Alvin Li said his father opened joint accounts with Chau in 2013 and she transferred legal title to investments and holdings, including the longtime family home on Eyremount Drive in West Vancouver, to her.
She was granted enduring power of attorney under the Power of Attorney Act, the terms of which are known only to Chau, according to the lawsuit. She had access to his bank and investment accounts and “withdrew funds for her personal use,” it alleged.
“She owed a fiduciary obligation to use and manage such assets for the benefit of the deceased,” it said.
Chau used the money to fully or partly fund the purchase of properties in Vancouver and West Vancouver, including one she later sold for $3.4 million and another for $1.95 million, it said. The proceeds were used to buy other properties, it said.
A $1.95 million house in south Vancouver was registered to her daughter, Amy Chun-Yee Li, and her husband, David Ling Yee, according to the lawsuit. Another of her daughters held title to a Kitsilano condo.
A Dunbar property sold for $3.39 million last October and none of the money went to the deceased’s estate, the lawsuit said.
A property in Ambleside in West Vancouver was bought using proceeds from the deceased’s property, including the fund from “unauthorized withdrawals” of the joint accounts or the deceased’s property, the lawsuit alleges.
“Most of the purchase monies came from the deceased’s property and Maria contributed only a small portion,” it said.

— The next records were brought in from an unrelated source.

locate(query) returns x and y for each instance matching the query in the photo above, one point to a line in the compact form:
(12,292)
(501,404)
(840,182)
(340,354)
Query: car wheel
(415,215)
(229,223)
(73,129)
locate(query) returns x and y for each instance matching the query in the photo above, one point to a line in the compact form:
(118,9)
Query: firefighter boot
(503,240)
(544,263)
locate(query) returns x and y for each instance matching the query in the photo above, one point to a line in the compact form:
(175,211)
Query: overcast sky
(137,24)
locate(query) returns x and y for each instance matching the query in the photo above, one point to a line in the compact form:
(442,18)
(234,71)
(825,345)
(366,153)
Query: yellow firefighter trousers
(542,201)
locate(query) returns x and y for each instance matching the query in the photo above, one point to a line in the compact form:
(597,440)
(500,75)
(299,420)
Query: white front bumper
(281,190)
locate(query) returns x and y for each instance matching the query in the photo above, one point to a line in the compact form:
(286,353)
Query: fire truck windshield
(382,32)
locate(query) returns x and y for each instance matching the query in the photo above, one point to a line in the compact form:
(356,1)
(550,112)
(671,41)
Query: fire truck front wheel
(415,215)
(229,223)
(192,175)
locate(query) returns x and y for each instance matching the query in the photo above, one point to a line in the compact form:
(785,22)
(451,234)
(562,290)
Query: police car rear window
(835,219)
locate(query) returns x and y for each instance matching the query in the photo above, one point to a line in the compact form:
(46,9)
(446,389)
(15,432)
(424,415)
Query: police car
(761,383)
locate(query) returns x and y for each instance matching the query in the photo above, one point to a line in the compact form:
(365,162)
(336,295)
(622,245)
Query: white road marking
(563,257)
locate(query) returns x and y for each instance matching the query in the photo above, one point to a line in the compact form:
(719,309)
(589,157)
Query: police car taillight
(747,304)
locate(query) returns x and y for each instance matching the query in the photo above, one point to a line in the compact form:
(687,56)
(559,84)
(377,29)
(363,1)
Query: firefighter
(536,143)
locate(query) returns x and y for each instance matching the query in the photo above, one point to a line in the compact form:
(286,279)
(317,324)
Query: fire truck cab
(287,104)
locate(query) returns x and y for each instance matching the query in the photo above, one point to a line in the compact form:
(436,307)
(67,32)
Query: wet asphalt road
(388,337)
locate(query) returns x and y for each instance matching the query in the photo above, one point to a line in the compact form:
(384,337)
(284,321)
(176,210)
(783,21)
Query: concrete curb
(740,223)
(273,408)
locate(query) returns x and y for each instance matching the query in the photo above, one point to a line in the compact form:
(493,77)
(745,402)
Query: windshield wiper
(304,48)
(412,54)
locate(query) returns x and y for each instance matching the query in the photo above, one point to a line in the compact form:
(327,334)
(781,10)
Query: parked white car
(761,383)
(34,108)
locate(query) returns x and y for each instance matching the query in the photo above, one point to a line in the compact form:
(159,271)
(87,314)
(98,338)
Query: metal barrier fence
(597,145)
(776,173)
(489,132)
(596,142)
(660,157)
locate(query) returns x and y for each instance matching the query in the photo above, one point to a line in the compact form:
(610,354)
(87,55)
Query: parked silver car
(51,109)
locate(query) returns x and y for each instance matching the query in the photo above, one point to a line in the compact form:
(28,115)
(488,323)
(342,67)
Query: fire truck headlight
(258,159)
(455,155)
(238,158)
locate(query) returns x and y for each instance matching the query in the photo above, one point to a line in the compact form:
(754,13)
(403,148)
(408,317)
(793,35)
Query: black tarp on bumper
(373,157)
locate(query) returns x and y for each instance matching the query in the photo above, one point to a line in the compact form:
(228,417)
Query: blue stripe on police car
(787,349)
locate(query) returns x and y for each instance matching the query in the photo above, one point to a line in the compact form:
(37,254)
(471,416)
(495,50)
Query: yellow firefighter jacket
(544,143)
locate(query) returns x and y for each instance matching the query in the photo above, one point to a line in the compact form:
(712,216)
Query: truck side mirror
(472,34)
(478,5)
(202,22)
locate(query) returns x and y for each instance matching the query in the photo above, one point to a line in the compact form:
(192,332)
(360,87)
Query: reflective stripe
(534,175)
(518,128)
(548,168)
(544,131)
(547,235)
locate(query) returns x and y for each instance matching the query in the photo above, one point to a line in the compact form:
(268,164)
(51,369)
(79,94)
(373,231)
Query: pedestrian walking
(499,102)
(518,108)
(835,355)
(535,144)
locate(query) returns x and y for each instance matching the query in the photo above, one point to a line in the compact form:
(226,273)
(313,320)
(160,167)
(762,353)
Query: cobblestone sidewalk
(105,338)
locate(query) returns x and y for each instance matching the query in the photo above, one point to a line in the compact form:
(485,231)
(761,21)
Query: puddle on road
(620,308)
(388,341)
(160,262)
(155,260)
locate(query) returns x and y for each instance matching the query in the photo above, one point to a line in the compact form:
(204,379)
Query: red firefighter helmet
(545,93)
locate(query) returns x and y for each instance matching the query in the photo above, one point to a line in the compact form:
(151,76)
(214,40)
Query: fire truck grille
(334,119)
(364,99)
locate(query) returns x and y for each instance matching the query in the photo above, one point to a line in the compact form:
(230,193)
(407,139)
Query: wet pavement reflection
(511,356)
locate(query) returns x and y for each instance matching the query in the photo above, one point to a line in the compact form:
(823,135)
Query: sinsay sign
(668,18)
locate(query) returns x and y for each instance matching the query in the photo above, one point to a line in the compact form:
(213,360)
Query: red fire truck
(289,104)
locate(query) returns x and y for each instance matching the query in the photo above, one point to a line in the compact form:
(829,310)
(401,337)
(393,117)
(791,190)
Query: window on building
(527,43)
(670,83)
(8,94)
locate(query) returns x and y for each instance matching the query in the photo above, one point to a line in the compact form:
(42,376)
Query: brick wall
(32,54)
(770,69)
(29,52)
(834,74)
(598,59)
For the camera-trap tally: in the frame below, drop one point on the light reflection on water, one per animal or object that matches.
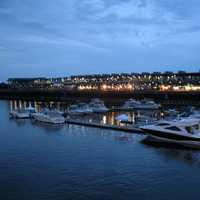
(104, 118)
(38, 161)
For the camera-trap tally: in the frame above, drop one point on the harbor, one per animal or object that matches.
(74, 156)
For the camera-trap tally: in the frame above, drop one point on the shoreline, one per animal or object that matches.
(166, 98)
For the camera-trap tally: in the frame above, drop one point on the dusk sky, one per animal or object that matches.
(65, 37)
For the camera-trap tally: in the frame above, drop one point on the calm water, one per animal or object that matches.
(72, 162)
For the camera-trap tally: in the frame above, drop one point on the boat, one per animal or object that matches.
(22, 113)
(185, 132)
(80, 108)
(145, 120)
(123, 118)
(145, 104)
(130, 104)
(98, 106)
(52, 117)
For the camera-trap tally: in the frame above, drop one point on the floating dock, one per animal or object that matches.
(106, 126)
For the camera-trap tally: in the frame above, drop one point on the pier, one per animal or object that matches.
(106, 126)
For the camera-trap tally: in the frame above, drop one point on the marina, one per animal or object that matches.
(64, 157)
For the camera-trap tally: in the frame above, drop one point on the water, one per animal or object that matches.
(109, 118)
(73, 162)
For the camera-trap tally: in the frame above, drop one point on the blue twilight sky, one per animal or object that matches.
(64, 37)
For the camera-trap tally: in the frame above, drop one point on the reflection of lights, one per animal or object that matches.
(104, 120)
(20, 104)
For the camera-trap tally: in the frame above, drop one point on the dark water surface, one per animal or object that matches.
(73, 162)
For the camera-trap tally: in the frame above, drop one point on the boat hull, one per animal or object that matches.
(49, 120)
(190, 142)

The lawsuit says that, in 2016, Chau set up a joint family trust to benefit Alvin Li and his three sons, and Chau’s three children, Amy, Angelina Chun-Wai Li, also known as Chun Wai Li, and Agnes Chun-Yun Li, also known as Chun Yun Li, all also defendants, along with Amy’s husband.
Chau said she had donated a UBC property to the trust. But the lawsuit argues she had no legal interest in the UBC property because its title had never been transferred to her.
Also in 2016, a will was written that left Raymond Li’s estate in equal shares to his three “children,” listing Chau’s daughters, it said. The will “does not make any provision” for Alvin Li and he disputes its validity, according to the claim.
Alvin Li is seeking orders that all four homes owned by Chau and her children plus the proceeds from the other house sales be declared part of Raymond Li’s estate, as well as the Swiss accounts and BYD assets.
And the lawsuit asks the court to order Chau to compensate and make full restitution to the deceased’s estate “for all funds she improperly took from the deceased’s personal accounts.”
None of the allegations have been proved in court.
A message left with Alvin Li’s lawyer wasn’t returned. The defendants could not be reached for comment and haven’t filed a response in court.